Eccola qui, un’altra storia che riflette il credo dei Monti: il vino è un’emozione e l'attenzione verso la natura è massima, visto che non si fa uso di diserbanti, insetticidi e pesticidi aggressivi con conseguente sperimentazione della produzione biodinamica, da tre anni a questa parte. Ivo mi accompagna all’interno dello stabile che accoglie la cantina ed è impossibile non notare la parete ricoperta da decine di cappelli di paglia. “Uno per ogni viaggio”, mi fa notare. “Il primo è del Costa Rica, avevo 15 anni”.

Quando ammetto che è difficile trovare delle domande da porgli per intessere un articolo che sia all’altezza di tutte queste avventure, lui mi indica la via. “Parla di mia figlia, Sabrina. Ha studiato a Padova, è appena entrata in azienda. Ha molte idee ed è interessata alla gastronomia – l’ideale, per la nostra realtà”.

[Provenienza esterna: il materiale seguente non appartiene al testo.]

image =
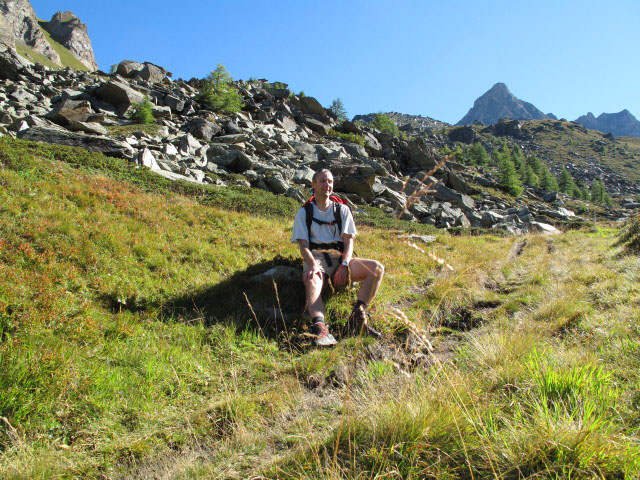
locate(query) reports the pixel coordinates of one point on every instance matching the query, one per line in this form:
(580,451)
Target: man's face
(323,184)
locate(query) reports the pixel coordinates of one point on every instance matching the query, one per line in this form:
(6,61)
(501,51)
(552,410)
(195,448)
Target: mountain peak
(498,103)
(618,124)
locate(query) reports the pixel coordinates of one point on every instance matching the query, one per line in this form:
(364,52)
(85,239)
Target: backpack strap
(337,220)
(308,210)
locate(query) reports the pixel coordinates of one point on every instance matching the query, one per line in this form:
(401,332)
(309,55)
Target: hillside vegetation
(67,58)
(132,344)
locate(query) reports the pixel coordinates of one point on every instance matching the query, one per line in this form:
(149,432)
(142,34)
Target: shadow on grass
(246,300)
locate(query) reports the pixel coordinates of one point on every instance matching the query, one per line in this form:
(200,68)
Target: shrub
(630,235)
(337,107)
(384,123)
(218,94)
(142,112)
(350,137)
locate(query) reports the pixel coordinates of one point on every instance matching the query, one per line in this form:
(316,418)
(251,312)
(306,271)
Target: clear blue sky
(422,57)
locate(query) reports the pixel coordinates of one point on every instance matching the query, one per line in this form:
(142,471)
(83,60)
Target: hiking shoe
(322,336)
(359,323)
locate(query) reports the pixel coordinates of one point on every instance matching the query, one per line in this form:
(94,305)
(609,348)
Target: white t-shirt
(323,233)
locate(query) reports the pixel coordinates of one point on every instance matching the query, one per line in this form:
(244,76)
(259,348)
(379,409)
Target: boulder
(314,125)
(464,134)
(147,159)
(58,136)
(87,127)
(356,183)
(203,129)
(285,122)
(276,183)
(67,29)
(128,68)
(151,73)
(174,103)
(308,106)
(119,94)
(69,110)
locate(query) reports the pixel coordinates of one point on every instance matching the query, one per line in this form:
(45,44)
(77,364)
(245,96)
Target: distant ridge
(498,103)
(416,122)
(619,124)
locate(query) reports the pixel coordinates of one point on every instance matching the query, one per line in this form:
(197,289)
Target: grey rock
(315,125)
(87,127)
(151,73)
(491,218)
(128,68)
(308,105)
(276,183)
(67,29)
(147,159)
(69,110)
(203,129)
(280,274)
(174,103)
(285,122)
(237,138)
(119,94)
(303,176)
(106,145)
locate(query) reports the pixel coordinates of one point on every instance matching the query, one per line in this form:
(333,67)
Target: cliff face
(67,29)
(498,103)
(618,124)
(19,24)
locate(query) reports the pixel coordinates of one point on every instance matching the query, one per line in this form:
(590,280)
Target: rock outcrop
(275,144)
(499,103)
(67,29)
(618,124)
(19,24)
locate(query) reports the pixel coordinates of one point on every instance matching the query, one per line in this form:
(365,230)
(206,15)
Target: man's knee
(378,270)
(314,282)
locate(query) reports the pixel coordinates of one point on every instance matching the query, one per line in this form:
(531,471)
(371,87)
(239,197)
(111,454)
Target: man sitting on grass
(325,231)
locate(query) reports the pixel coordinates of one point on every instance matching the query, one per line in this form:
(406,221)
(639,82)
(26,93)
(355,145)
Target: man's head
(322,183)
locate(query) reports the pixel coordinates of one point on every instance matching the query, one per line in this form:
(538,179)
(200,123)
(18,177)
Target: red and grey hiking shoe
(322,336)
(359,323)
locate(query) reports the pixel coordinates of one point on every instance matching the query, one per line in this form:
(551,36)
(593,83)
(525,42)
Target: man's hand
(315,270)
(341,276)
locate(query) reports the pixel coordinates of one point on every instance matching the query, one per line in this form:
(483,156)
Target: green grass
(35,57)
(67,58)
(128,347)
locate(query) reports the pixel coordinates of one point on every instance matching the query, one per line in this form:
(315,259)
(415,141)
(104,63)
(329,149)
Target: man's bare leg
(369,273)
(313,290)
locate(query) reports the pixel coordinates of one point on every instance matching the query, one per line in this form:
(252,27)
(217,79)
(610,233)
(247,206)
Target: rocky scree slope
(20,28)
(498,103)
(275,143)
(618,124)
(586,154)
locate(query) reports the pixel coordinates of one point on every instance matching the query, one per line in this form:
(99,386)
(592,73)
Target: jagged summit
(63,41)
(497,103)
(618,124)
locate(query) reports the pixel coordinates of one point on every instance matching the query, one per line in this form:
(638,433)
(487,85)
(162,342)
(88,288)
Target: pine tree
(565,182)
(218,94)
(530,177)
(384,123)
(337,107)
(548,181)
(478,154)
(507,175)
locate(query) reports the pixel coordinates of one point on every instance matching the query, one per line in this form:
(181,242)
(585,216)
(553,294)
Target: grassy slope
(622,154)
(126,345)
(67,58)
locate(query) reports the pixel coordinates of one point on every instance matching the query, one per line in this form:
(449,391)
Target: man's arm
(308,259)
(342,273)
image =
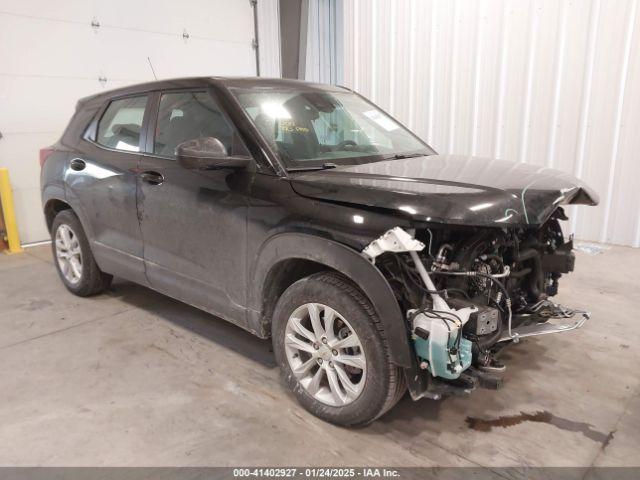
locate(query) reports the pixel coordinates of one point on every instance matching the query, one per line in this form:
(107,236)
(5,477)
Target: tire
(384,382)
(91,280)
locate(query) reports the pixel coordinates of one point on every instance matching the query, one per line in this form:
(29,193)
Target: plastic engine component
(437,345)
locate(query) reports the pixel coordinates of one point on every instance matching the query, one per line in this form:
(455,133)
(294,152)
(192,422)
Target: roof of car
(231,82)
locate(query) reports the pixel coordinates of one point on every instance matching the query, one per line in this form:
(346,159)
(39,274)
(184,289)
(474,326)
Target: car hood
(450,189)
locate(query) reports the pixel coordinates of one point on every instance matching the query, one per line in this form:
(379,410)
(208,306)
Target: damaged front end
(468,291)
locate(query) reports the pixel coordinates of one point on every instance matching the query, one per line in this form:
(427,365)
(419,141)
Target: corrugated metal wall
(554,83)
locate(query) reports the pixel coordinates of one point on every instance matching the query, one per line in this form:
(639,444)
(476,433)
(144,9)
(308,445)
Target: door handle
(77,164)
(152,178)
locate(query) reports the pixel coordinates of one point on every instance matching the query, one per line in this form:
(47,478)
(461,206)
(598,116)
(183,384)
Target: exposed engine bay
(468,291)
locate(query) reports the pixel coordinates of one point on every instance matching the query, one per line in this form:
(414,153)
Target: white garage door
(51,55)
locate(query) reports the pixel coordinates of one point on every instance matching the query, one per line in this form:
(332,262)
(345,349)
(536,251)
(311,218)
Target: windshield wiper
(400,156)
(324,166)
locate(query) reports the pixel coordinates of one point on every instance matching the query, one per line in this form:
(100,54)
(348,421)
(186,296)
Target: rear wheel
(73,258)
(332,351)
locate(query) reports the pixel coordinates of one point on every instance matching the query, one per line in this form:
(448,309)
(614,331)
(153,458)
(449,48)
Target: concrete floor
(134,378)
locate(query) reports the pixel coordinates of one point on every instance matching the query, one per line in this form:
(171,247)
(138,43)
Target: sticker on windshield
(382,120)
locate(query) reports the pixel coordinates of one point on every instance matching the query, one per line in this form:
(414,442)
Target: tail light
(44,154)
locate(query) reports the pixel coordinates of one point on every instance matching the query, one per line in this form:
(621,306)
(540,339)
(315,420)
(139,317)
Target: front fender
(350,263)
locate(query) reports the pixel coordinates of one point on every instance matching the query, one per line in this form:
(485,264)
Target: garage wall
(555,83)
(51,55)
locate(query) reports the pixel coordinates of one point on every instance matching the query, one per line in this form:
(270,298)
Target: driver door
(194,223)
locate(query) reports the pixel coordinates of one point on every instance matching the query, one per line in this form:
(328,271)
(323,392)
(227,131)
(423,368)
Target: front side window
(121,124)
(316,127)
(186,116)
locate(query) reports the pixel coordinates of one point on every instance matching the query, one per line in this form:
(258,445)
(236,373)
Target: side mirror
(207,153)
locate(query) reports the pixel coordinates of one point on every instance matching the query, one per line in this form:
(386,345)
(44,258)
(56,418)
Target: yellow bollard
(6,200)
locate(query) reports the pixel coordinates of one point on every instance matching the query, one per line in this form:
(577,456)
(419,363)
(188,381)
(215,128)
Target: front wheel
(332,351)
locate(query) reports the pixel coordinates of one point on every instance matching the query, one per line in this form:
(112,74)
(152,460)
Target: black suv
(306,214)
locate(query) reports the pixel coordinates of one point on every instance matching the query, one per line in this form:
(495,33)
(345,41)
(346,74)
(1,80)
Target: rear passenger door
(101,180)
(194,222)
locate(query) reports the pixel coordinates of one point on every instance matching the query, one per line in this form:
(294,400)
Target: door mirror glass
(207,153)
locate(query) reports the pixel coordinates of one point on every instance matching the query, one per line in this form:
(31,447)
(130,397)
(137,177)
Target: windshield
(315,128)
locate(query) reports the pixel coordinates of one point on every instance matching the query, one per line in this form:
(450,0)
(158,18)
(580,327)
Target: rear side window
(121,124)
(186,116)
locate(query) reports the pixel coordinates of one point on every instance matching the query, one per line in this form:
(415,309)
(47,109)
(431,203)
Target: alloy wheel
(325,354)
(68,254)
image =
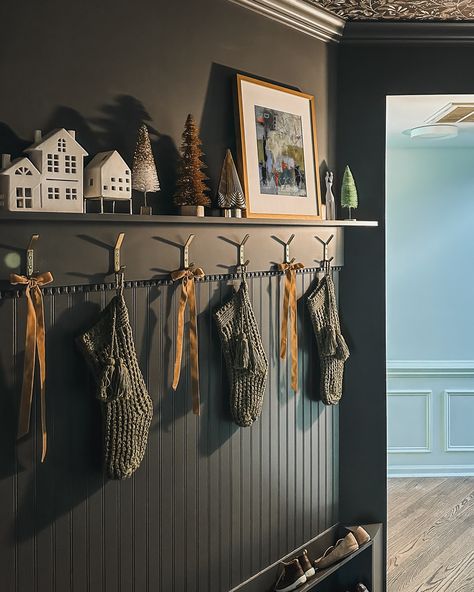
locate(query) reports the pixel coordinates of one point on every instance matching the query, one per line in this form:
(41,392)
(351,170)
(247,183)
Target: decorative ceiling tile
(405,10)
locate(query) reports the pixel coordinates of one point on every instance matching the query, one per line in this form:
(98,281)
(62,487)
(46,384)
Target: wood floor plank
(430,531)
(424,508)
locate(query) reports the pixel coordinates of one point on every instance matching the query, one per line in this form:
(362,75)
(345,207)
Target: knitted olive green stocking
(126,405)
(333,351)
(244,355)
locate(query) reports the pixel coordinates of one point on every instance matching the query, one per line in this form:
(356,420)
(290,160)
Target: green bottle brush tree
(349,197)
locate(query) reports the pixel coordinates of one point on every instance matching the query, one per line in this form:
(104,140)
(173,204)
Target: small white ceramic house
(60,160)
(107,177)
(20,185)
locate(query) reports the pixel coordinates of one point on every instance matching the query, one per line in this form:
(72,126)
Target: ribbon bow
(34,343)
(289,308)
(188,293)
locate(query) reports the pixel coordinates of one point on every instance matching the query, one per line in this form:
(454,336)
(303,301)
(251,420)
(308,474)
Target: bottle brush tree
(230,194)
(349,197)
(144,175)
(191,188)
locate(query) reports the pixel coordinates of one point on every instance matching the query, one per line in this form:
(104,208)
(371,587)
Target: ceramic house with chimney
(60,160)
(108,178)
(20,185)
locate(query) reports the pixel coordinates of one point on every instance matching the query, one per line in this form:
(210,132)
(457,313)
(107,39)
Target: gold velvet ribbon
(188,294)
(34,344)
(289,309)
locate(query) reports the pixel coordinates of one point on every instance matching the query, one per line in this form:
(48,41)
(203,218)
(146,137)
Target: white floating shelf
(171,220)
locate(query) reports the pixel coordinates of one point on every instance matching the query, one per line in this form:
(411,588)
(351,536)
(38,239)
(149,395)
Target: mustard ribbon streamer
(34,344)
(289,309)
(188,294)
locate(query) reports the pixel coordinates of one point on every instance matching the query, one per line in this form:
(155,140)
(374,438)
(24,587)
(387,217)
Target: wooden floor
(431,535)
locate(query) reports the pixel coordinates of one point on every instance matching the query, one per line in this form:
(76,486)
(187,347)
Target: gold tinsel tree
(144,175)
(191,188)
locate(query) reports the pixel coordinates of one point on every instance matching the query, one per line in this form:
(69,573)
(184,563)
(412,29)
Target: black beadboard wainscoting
(212,504)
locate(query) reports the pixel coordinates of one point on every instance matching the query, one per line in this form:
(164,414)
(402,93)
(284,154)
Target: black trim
(106,287)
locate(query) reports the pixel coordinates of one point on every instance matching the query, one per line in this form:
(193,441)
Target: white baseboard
(430,471)
(430,368)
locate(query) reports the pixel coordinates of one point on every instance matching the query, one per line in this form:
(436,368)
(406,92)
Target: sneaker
(343,548)
(306,565)
(361,535)
(291,577)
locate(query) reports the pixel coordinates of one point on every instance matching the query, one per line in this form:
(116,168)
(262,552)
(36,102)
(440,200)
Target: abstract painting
(280,152)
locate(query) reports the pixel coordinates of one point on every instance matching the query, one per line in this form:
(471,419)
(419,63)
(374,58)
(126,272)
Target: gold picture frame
(265,194)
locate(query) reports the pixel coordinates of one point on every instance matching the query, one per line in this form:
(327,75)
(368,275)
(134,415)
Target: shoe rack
(363,566)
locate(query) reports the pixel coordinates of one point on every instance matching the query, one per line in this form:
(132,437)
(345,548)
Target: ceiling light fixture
(432,132)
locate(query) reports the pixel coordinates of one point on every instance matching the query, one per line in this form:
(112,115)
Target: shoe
(361,535)
(343,548)
(306,565)
(291,577)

Non c’è nulla da fare: le store più belle delle aziende vitivinicole di casa nostra sono quelle che parlano di famiglia, di affetto e di condivisione. “Ovvio che sia andata così” conclude Ivo, “Sabrina sentiva l’odore del mosto sin da quando era nel passeggino”. Come se i Ronchi, oltre alle uve, avessero la capacità di rendere anche le persone più ardite, più lungimiranti. Addirittura eroiche.